# For those who were Selected at SFAS, how did you physically prepare?



## e8f8d9 (Oct 6, 2020)

Hello,

I'm non prior-service looking to go 18x with 19th Group. I'm looking to rebuild my training program to make it happen. Should I focus on maximizing my score on the APFT, ACFT, or the PFA? Should I do a Selection-specific training program this early in the game or wait?

Here is my current program

Run 4-5 days a week (Currently doing a 5 mile run improvement plan since the PFA calls for a 5 mile run)
Strong Lifts 5x5 weight lifting program 3 days a week
Pushups/Situps/Pull ups 3 days a week
1 active recovery day where I hike or ride bikes.
There are so many programs out there for SFAS preparation. Has anyone successfully used any of these or have any general input?

MTI's Ruck-based Selection Program
Soflete's Selection Team
THOR3 SFAS Training Program
SFAS Physical Training Handbook (appears to have replaced THOR3 as the official program?)
Thank you all


----------



## LimaPanther (Oct 6, 2020)

The Official 2020 Special Forces Assessment and Selection (SFAS) Physical Training Handbook

Sometimes the search engine works on here.

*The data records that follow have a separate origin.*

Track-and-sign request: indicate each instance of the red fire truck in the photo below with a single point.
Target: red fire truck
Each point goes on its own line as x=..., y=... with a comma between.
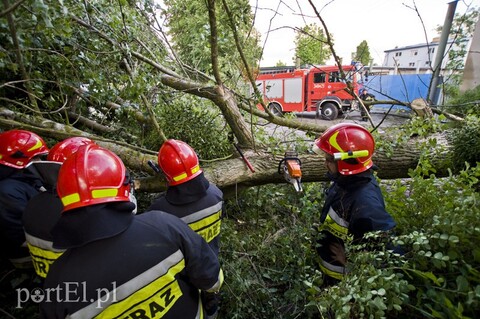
x=318, y=88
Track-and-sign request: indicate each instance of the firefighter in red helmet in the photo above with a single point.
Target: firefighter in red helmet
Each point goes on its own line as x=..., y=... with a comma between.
x=121, y=265
x=18, y=184
x=192, y=198
x=44, y=209
x=354, y=204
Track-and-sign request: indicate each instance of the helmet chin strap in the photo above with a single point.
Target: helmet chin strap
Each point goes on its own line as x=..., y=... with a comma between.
x=341, y=156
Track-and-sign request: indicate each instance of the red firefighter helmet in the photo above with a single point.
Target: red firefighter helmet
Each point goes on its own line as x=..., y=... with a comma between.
x=351, y=145
x=92, y=175
x=63, y=149
x=178, y=161
x=18, y=147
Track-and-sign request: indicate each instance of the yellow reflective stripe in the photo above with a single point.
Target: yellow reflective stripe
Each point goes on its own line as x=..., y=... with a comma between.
x=157, y=282
x=106, y=192
x=184, y=175
x=42, y=259
x=210, y=232
x=70, y=199
x=195, y=169
x=335, y=225
x=333, y=141
x=180, y=177
x=336, y=272
x=41, y=243
x=37, y=145
x=153, y=301
x=206, y=221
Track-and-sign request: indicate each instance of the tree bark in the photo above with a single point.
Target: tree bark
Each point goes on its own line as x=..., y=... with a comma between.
x=230, y=174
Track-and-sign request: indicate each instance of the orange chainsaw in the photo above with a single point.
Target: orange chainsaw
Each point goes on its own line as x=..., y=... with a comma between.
x=291, y=168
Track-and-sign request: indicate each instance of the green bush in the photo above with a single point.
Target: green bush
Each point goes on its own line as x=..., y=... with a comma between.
x=465, y=140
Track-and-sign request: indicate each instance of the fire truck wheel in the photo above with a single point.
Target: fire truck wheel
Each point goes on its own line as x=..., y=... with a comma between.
x=329, y=111
x=275, y=109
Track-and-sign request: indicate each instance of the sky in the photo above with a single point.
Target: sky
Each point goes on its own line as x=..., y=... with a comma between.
x=384, y=24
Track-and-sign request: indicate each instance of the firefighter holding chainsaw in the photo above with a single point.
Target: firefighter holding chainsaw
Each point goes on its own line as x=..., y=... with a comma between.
x=118, y=264
x=354, y=204
x=192, y=198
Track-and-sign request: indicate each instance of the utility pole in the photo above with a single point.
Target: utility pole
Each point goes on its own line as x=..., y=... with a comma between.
x=441, y=49
x=471, y=73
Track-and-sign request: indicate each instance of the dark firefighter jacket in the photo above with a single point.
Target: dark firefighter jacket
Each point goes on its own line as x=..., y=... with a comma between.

The attached should explain what you need.


----------



## Ooh-Rah (Oct 6, 2020)

I’m sure you mean well, but there are already a TON of threads and conversations about your very topic on the board.

Take some time and review the current threads; we have one of the best search functions around.

Likely you can comment within one of them. 

🔒


----------